I'm looking for good examples of how a newspaper's reader discussion forum should be managed.

My state's major newspaper, the News Journal (Gannett) now allows "story chat" on all stories. This is common, but I think the readers of this paper have allowed the forums to be over-run by trolls. The forums cry-out for moderation, and I might point to MetaFilter as an example of a well-run on-line forum, but I'd also like examples of newspaper forums that are effectively moderated to drop into this discussion.
posted by mmahaffie to Media & Arts (7 answers total) 3 users marked this as a favorite
 
Not a newspaper, exactly, but salon.com does a pretty good job, without often appearing either heavy handed, or being taken over by spammers/trolls/abusers. Letters to the Editor (aka "Active Letters" or "Letters") is a front page feature, directing links to response streams to recent Salon articles and features. TableTalk is a Salon user forum, divided into a few general topic areas. The WELL is a descendant of the Whole Earth 'Lectronic Link.
posted by paulsc at 7:57 AM on March 3, 2007


What about the Huffington Post?

Although it seems like they have a large staff dedicated to maintaining the site.
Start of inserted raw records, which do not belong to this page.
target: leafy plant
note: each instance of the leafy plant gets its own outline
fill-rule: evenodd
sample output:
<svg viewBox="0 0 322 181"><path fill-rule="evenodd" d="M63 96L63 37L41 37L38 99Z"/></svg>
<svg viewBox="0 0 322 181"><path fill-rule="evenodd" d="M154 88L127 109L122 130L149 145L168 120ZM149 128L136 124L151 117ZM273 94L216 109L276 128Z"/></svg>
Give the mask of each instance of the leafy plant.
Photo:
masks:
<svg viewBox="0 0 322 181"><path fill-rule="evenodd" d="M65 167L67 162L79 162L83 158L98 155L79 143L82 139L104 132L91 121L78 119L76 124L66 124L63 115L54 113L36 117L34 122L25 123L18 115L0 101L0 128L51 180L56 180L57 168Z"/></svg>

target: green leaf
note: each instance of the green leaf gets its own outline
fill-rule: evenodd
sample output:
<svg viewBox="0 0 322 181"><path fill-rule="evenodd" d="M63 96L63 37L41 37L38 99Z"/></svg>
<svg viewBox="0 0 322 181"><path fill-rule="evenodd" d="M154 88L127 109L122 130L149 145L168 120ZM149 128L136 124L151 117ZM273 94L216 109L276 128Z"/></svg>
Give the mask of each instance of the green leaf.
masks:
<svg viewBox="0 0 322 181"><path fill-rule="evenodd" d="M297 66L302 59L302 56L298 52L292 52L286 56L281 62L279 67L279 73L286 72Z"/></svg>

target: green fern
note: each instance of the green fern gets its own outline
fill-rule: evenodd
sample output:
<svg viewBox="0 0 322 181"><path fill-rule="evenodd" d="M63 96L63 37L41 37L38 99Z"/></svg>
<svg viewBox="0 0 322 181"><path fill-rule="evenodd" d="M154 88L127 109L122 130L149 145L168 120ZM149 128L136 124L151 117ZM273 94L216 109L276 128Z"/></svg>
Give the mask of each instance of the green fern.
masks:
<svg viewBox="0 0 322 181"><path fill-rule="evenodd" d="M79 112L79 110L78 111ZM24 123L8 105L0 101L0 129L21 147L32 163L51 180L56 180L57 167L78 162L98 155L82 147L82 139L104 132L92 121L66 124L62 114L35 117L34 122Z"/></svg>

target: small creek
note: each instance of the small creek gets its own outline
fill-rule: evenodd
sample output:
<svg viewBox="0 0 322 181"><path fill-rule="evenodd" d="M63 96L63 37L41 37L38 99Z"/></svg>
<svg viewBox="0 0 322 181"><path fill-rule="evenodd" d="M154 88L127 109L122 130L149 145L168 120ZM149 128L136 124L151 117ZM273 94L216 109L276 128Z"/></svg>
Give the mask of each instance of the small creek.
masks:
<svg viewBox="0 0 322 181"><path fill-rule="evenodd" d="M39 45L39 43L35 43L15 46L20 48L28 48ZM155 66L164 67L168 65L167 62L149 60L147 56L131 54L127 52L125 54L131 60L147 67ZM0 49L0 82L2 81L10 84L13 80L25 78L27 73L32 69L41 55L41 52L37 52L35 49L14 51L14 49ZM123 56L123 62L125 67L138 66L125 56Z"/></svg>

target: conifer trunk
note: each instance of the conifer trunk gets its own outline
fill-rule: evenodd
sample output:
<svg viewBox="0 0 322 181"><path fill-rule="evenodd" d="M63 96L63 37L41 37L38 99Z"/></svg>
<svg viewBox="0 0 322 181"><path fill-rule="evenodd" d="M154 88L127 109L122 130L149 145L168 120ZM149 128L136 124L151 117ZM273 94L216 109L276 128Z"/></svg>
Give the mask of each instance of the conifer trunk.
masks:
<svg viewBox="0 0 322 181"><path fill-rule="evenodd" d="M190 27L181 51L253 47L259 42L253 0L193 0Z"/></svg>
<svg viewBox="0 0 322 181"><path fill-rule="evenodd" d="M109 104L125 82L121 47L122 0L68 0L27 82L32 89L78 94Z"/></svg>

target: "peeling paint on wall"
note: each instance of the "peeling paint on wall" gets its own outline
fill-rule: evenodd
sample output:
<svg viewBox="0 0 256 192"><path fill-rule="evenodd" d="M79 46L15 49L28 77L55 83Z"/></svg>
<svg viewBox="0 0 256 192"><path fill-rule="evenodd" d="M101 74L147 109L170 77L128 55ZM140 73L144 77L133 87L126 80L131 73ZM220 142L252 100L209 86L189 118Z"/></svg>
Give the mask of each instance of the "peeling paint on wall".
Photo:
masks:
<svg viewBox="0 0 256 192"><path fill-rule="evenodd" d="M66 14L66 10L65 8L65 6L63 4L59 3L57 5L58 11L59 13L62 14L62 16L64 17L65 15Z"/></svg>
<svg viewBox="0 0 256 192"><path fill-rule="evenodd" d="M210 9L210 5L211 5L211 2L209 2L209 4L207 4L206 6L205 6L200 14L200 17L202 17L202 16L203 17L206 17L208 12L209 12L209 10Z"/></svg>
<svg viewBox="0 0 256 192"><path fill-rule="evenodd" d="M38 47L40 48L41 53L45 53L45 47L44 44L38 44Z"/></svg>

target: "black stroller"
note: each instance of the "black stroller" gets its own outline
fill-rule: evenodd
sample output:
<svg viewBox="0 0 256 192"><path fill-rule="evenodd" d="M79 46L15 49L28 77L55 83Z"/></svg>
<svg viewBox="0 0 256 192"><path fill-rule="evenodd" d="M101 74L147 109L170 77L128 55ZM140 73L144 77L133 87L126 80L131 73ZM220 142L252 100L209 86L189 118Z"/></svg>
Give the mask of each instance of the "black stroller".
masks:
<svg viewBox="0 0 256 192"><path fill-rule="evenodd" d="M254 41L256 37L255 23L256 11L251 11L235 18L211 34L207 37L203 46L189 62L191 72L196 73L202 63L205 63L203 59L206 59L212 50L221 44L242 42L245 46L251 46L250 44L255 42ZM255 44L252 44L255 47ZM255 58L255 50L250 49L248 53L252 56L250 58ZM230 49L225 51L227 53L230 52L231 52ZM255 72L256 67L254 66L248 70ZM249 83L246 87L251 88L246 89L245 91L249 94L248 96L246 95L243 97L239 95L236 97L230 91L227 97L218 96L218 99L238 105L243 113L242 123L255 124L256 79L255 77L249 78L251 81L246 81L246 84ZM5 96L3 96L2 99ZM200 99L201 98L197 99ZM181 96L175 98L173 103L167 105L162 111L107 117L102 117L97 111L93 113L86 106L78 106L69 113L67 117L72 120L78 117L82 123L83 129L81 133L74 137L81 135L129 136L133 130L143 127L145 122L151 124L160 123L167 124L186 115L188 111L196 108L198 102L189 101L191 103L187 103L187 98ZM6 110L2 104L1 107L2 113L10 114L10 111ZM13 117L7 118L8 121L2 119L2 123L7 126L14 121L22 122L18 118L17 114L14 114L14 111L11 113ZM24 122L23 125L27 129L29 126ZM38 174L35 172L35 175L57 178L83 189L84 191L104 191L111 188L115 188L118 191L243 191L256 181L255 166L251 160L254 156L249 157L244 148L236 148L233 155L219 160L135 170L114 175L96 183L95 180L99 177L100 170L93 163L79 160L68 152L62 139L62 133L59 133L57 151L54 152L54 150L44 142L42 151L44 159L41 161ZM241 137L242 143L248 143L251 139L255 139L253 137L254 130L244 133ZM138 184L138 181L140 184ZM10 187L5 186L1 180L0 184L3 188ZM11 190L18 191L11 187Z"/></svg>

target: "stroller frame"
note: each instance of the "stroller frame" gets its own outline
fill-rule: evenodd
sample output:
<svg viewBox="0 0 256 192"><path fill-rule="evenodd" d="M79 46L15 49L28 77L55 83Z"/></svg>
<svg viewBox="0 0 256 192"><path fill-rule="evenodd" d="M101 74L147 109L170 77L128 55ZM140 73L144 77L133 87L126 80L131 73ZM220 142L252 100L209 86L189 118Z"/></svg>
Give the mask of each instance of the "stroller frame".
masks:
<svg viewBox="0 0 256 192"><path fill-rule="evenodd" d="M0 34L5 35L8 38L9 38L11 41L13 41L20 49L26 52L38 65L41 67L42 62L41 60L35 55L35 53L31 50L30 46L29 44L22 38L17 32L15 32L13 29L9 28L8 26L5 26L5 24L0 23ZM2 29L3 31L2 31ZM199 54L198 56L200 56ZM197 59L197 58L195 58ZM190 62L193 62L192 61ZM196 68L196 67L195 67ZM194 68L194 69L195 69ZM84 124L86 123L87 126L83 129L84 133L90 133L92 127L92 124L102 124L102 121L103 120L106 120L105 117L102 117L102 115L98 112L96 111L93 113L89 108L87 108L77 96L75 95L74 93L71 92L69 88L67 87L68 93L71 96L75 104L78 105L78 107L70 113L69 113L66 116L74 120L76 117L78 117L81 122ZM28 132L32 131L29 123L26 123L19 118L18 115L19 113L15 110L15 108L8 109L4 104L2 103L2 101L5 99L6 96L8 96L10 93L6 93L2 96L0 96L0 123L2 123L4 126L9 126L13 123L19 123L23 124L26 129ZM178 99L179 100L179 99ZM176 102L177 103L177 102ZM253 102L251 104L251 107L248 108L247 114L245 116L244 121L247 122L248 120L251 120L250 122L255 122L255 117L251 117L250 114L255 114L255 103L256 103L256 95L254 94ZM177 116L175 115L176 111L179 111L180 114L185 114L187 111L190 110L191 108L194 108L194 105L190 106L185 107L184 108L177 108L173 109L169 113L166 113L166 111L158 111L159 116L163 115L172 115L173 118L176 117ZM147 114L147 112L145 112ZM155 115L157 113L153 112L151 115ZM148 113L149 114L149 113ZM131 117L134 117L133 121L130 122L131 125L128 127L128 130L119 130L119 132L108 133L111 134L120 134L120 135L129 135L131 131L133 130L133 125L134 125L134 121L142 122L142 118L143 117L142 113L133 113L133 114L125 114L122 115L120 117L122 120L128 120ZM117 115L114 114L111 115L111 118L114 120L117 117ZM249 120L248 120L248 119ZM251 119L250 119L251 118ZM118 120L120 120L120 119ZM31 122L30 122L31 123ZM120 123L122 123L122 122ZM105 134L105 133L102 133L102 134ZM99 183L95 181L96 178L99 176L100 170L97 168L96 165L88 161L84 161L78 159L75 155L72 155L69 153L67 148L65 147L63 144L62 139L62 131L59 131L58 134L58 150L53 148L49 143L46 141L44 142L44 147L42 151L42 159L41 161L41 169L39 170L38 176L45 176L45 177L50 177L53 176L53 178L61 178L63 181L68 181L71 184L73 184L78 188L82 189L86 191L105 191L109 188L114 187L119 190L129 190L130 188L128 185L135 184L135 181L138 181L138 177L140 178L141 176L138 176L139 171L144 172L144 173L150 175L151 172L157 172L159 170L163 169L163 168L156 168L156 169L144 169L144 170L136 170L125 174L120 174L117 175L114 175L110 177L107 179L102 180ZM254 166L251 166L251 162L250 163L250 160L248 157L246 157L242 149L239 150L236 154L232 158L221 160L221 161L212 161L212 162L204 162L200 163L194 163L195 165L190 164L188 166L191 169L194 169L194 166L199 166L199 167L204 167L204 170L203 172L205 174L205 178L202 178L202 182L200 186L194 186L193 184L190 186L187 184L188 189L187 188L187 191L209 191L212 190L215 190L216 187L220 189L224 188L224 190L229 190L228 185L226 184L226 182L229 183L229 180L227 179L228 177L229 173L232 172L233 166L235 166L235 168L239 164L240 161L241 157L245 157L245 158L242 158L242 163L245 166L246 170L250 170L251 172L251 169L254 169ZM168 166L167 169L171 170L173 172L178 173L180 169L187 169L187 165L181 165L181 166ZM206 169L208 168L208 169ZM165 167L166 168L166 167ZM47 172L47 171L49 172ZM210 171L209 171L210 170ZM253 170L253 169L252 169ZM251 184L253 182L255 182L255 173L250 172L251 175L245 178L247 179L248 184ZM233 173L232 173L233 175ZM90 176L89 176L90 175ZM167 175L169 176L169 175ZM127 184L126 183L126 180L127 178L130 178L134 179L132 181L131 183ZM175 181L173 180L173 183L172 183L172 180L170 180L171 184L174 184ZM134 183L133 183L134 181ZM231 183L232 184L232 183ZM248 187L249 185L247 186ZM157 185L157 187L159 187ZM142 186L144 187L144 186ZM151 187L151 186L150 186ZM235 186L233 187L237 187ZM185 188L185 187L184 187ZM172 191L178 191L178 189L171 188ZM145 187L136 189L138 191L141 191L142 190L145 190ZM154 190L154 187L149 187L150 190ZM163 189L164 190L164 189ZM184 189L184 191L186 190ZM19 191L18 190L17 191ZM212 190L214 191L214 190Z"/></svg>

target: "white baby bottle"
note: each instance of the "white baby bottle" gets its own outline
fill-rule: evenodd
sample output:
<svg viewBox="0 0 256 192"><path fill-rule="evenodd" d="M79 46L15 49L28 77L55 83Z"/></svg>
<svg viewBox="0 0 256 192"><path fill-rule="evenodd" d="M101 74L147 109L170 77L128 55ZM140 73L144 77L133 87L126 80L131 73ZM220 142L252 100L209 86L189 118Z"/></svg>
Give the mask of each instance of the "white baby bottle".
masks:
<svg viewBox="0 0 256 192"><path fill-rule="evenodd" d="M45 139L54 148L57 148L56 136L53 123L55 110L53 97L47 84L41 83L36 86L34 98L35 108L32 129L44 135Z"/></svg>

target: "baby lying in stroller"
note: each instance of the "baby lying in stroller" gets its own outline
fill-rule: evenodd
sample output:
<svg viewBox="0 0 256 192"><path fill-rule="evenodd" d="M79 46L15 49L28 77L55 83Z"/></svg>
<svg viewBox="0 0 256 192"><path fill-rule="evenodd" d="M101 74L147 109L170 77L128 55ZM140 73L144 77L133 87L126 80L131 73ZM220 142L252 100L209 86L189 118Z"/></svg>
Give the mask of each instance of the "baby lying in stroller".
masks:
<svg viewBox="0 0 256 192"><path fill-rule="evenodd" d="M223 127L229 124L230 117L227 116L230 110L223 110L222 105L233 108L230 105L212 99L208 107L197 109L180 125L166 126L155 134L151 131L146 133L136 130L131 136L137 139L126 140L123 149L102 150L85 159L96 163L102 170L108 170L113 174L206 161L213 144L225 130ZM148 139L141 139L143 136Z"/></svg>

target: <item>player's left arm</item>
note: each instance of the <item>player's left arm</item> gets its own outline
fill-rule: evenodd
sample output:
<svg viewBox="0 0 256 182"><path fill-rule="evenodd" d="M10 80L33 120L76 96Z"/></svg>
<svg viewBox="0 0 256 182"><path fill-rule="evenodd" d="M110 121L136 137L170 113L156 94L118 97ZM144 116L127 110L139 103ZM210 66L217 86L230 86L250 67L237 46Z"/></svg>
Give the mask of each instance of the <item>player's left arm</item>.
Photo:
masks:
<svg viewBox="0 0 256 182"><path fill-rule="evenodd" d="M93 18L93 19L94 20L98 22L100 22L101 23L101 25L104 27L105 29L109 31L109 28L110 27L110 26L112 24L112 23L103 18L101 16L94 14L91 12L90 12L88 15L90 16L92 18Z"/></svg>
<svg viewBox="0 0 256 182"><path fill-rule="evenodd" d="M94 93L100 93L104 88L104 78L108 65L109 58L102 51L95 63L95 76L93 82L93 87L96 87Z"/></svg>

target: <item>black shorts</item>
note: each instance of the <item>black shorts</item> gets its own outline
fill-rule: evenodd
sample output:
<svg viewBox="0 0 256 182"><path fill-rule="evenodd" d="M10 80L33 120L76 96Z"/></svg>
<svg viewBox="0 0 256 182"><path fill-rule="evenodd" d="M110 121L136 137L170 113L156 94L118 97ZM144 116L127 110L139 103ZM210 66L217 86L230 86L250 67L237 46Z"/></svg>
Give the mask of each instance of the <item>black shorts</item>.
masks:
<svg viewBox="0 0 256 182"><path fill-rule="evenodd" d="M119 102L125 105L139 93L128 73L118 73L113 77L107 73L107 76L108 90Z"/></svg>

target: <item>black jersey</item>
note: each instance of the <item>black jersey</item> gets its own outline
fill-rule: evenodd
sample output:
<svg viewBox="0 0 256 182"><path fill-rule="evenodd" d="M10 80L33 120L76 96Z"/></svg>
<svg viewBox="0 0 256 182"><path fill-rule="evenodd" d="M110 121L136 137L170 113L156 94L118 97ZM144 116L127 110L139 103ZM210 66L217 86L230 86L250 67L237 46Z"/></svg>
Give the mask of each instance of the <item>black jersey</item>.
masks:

I don't suppose that most papers can afford that.

Most papers don't seem to plan or staff for upkeep.

I like how every comment can be easily flagged as "abusive." And I think they have the staff to follow through with deleting comments promptly.
posted by cda at 8:08 AM on March 3, 2007


The NYT handles it by having all comments moderated. Nothing goes up unless someone OKs it.
posted by mathowie at 9:17 AM on March 3, 2007


As another negative example, the LA times tried running a wiki and quickly closed it down. They didn't make adequate efforts for professional moderation in the early days, and so community standards quickly went to hell.

Check out the Lawrence Kansas paper and see if you like what they do. One of their tech guys is a member here (jacobian, I think).
posted by Good Brain at 9:46 AM on March 3, 2007


You might be limiting yourself, by only looking at newspaper forums.

Take a look at visualeditors.com, which is geared towards news design.

Warren Ellis's The engine forums are pretty well run, but they put up zero BS and make you sign up by using a real name. Otherwise it does a good job of being inane,fun, informative with a low noise threshold.

I would argue that a newspaper forum needs some active and specific admin set up from the beginning, as the crazy people tend to come out and will wreck the place given an inch. The whole idea of a newspaper forum might even be coutner productive as there is no specific purpose, other than to let peole ramble (or scream on) about whatever floats their boat at the moment. And oh god, thread drift....

So give the forum a specific purpose-talk about local issues etc, and be kinda ruthless about focusing on that. Otherwise you'll just get a troll breeding ground.
posted by Brandon Blatcher at 11:03 AM on March 3, 2007


The BBC comments are 100% moderated and they have a number of fulltime staffers specifically allocated as mods/community managers. I think they do a pretty nice job of modding without restricting the flow of conversation.
posted by wildeepdotorg at 11:38 AM on March 3, 2007


The (Colorado Springs) Gazette seems to have a fairly simple policy - if the comments thread on an article goes particularly off-topic or nasty then just close it to further comments. This means that major derails will be shut down but it allows people to shut-down comments on something they don't want comments on with a derail campaign. But basically it makes people stay somewhat on-topic.

Note: the Gazette is the home town of Ted Haggard.